Foster Care: In Good Times and in Bad


I know that I haven’t written very much about our current foster care placement. As I mentioned previously, the 8-year old boy that came to live with us a few days after Thanksgiving has come from much different circumstances and has, likely, a much different future than that of our first placement. That makes things feel different, and in a lot of ways, it makes them hard to write about in a way that doesn’t overshare his story. It’s a tough position to be in, because I try to write in a way that is as authentic and “real” as possible. But sometimes, being “real” might mean a breach in confidentiality, and it’s a fine line to tread. I don’t want to share anything that paints our foster son (or any child) in a negative light, but I also don’t want to pretend like we became foster parents and just immediately knew what to do and every single day was easy and care free. That’s not been the case at all for the past few weeks.

There is an air about this case that is much different. The best way I can think to describe how it all feels is “heavy.” I think this is the part of foster care that we didn’t really think about, plan for, or expect, because you really can’t. You spend all of your time worrying in training about things like how to handle a kid punching a hole in your wall, or what it will feel like when they leave your home, or how best to interact with the biological family. You don’t think about what it feels like to hear your foster son’s heart break when it is time to hang up the phone with his mom. You don’t think about what you’ll do when you’re “doing everything right” according to what “the books” tell you to do but your placement is still not behaving. You don’t think about what it might feel like to go to sleep wondering if the little boy sleeping down the hall will remember you in a positive way, a negative way, or at all. You don’t think that you might  wonder if he likes you at all.

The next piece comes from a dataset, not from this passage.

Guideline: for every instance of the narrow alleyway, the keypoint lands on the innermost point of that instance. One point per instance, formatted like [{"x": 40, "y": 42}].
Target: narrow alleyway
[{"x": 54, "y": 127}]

We have had many wonderful, happy days with our current placement. We have also, especially recently, had plenty of very tough, exhausting, and depressing days. We wonder if we’re cut out to be parents at all, let alone foster parents. We think, rethink, and then overthink our rewards and consequences, practice how best to respond calmly and lovingly, and pray that tomorrow will be better. Sometimes, tomorrow is better. Sometimes, it is not.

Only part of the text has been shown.